Pada pertengahan 1993, Norton diangkat menjadi CEO organisasi baru yang bernama Renaissance Solutions, Inc. (RSI). RSI merupakan perusahan konsultan dalam hal strategi. Organisasi ini menggunakan Balanced Scorecard sebagai alat untuk menolong perusahaan-perusahaan untuk menerjemahkan dan mengimplementasikan strategi. Selanjutnya, aliansi antara RSI dan Gemini Consulting membukakan peluang untuk mengintegrasikan Scorecard tersebut dengan program-program transformasi besar. Pengalaman ini semakin memperbaiki strategic linkages pada scorecard yang menunjukkan 20 sampai 25 pengukuran pada empat perspektif dan mampu mengkomunikasikan serta mengimplementasikan sebuah strategi. Dengan demikian, daripada memandang banyak pengukuran sebagai trade-off yang kompleks, strategic linkages mampu membuat pengukuran-pengukuran pada Balanced Scorecard terhubungkan sebab-akibat satu sama lain. Secara kolektif, hubungan-hubungan ini menunjukkan “lintasan-lintasan stratejik” (strategic trajectory), yaitu bagaimana investasi pada employee re-skilling, IT dan inovasi produk dan servis akan mempengaruhi performa keuangan di masa yang akan datang.
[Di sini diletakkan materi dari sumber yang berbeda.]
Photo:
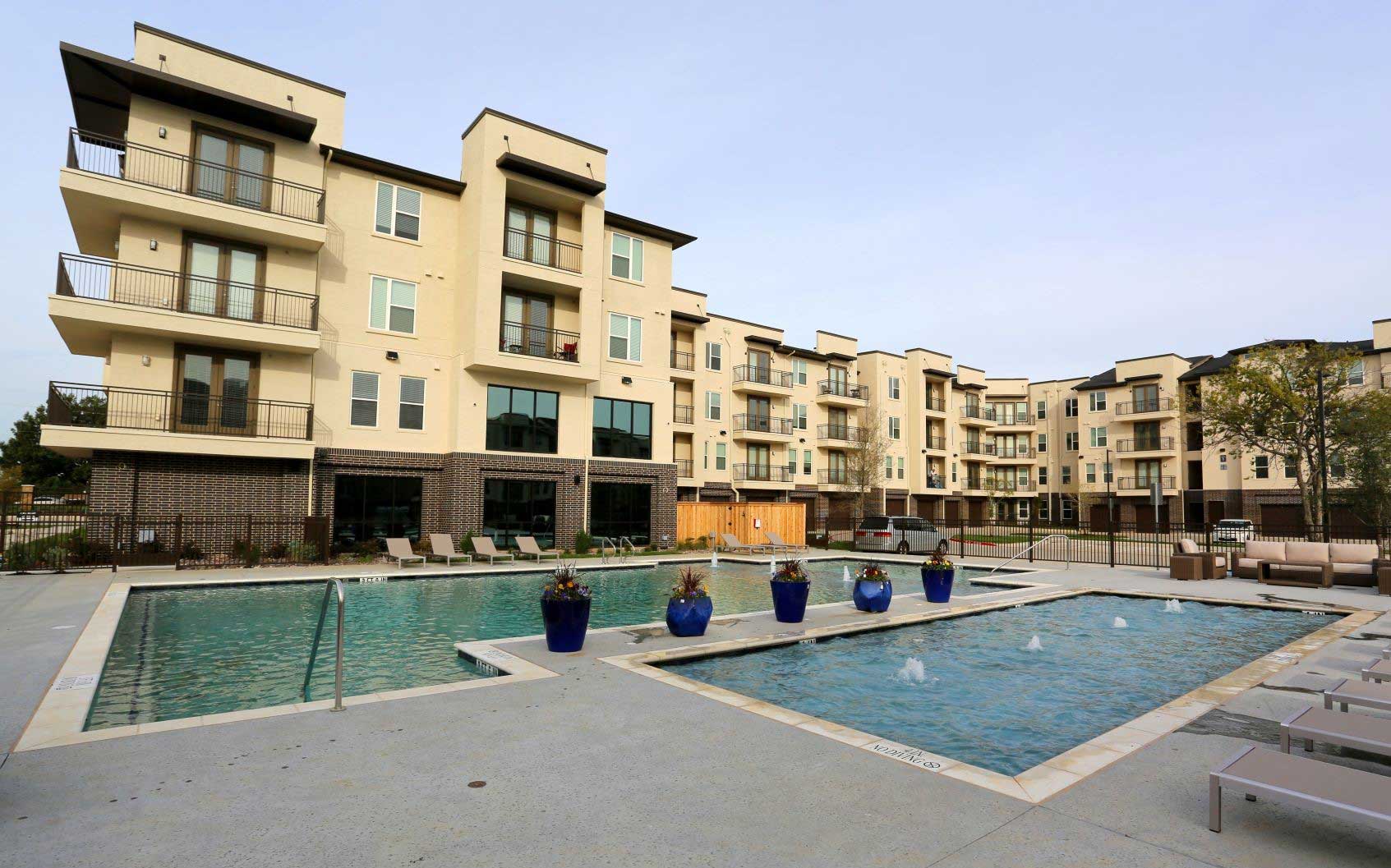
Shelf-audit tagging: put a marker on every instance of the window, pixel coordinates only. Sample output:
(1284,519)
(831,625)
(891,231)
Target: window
(622,429)
(712,406)
(363,413)
(712,355)
(628,258)
(412,415)
(522,420)
(393,305)
(398,210)
(625,337)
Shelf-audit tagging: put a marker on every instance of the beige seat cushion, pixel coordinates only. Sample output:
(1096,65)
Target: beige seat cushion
(1312,553)
(1264,551)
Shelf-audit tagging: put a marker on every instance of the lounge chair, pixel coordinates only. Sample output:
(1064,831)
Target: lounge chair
(441,545)
(483,547)
(1361,732)
(527,547)
(399,549)
(1358,693)
(776,541)
(1323,788)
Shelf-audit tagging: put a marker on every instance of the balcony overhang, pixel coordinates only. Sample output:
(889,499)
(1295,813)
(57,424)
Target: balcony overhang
(102,86)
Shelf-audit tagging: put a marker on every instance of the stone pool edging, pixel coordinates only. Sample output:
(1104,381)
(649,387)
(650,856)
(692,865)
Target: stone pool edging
(1052,775)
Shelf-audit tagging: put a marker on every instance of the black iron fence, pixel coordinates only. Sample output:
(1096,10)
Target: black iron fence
(106,280)
(182,174)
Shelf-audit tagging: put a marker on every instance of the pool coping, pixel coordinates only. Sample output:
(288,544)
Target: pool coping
(1055,774)
(62,714)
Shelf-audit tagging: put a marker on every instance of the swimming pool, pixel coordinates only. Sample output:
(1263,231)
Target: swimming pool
(973,691)
(191,651)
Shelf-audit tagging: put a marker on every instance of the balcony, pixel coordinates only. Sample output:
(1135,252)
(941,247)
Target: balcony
(543,250)
(753,426)
(842,394)
(1149,406)
(206,195)
(761,473)
(98,296)
(84,418)
(761,380)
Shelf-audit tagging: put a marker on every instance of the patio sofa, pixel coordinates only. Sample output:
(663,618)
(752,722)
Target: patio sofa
(1354,563)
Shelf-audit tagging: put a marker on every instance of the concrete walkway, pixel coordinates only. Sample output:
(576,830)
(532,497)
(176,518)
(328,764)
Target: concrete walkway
(602,767)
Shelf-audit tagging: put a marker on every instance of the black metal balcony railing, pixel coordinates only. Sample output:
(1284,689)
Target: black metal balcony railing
(1142,483)
(764,376)
(762,425)
(761,473)
(539,342)
(543,250)
(838,431)
(1146,444)
(108,406)
(1150,405)
(106,280)
(182,174)
(838,388)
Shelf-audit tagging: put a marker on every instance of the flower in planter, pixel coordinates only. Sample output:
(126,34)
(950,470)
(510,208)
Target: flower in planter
(690,585)
(792,569)
(565,585)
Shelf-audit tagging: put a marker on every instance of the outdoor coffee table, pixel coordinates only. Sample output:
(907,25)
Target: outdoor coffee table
(1266,571)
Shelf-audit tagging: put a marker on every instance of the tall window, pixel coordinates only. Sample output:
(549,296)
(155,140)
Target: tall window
(393,305)
(622,429)
(398,210)
(625,337)
(522,420)
(412,416)
(628,258)
(365,393)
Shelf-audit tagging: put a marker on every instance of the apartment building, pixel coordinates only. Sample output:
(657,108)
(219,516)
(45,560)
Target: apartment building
(288,327)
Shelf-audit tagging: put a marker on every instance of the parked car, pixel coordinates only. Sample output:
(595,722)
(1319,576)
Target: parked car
(903,535)
(1234,530)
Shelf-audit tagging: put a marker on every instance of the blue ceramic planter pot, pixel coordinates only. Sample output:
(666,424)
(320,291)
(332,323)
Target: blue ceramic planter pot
(689,617)
(937,585)
(790,599)
(874,595)
(565,623)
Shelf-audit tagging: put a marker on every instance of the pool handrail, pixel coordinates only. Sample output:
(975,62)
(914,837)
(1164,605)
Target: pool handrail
(1067,549)
(330,586)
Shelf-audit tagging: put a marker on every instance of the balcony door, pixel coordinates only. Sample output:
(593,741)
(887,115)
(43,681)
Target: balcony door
(214,393)
(231,168)
(222,278)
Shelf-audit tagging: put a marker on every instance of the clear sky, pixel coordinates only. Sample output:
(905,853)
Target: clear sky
(1035,188)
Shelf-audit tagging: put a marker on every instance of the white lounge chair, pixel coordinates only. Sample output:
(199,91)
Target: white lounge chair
(399,549)
(483,547)
(441,545)
(527,547)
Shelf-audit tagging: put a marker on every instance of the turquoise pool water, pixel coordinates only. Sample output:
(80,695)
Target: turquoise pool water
(191,651)
(969,689)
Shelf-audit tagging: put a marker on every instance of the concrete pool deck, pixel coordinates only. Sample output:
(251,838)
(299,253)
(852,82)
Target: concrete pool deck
(598,765)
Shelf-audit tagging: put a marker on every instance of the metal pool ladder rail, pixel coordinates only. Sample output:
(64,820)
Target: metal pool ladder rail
(1064,537)
(330,587)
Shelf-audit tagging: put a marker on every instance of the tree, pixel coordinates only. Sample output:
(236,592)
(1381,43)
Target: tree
(1269,401)
(42,468)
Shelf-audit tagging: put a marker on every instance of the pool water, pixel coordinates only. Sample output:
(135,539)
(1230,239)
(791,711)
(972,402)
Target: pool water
(969,689)
(191,651)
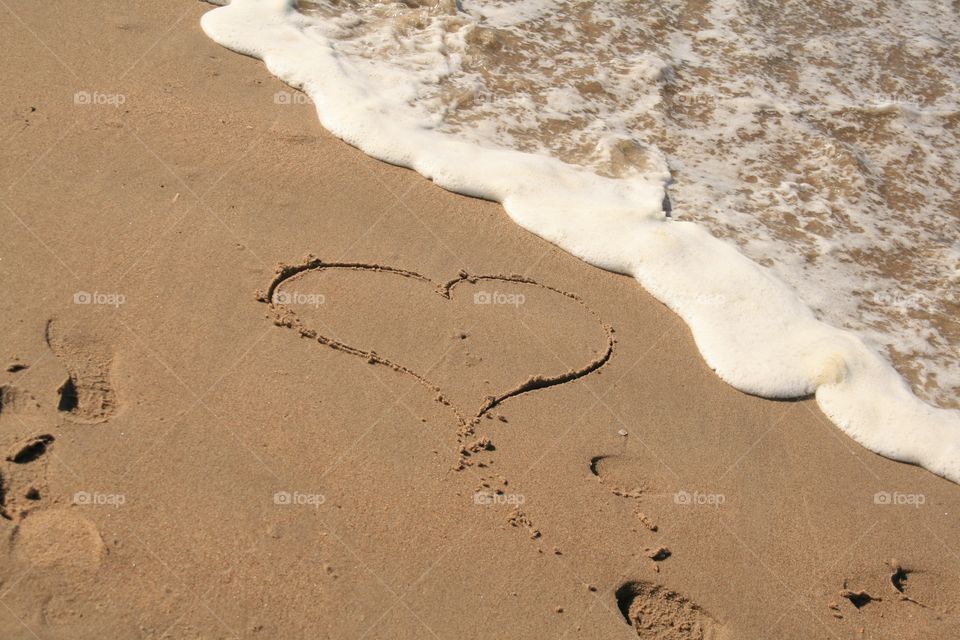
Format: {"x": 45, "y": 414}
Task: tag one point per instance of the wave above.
{"x": 551, "y": 108}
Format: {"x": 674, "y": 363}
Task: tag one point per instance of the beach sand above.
{"x": 184, "y": 460}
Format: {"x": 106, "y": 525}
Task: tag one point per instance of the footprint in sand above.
{"x": 58, "y": 539}
{"x": 87, "y": 394}
{"x": 23, "y": 477}
{"x": 656, "y": 612}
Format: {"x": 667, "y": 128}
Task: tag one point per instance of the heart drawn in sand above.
{"x": 474, "y": 341}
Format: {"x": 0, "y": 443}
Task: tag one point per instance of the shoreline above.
{"x": 274, "y": 487}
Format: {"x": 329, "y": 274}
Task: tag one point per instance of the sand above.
{"x": 184, "y": 457}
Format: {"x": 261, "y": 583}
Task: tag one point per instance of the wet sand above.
{"x": 182, "y": 458}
Pengalaman-pengalaman mengungkapkan bahwa menginovasikan para CEO yang menggunakan Balanced Scorecard tidak hanya untuk memperjelas dan mengkomunikasikan strategi, tetapi juga untuk mengelola strategi. Efeknya, Balanced Scorecard ini telah berevolusi dari “alat pengukuran manajemen yang mutakhir” menjadi “dasar sistem manajemen”. Perlu diketahui bahwa metode ini telah digunakan oleh diantaranya Metro Bank, National Insurance, Kenyon Stores dan Pioneer Petroleum sebagai dasar dari pengorganisasian proses-proses manajemen, yaitu individual and team goal setting, kompensasi, alokai sumber daya, budgeting and planning dan strategic feedback and learning.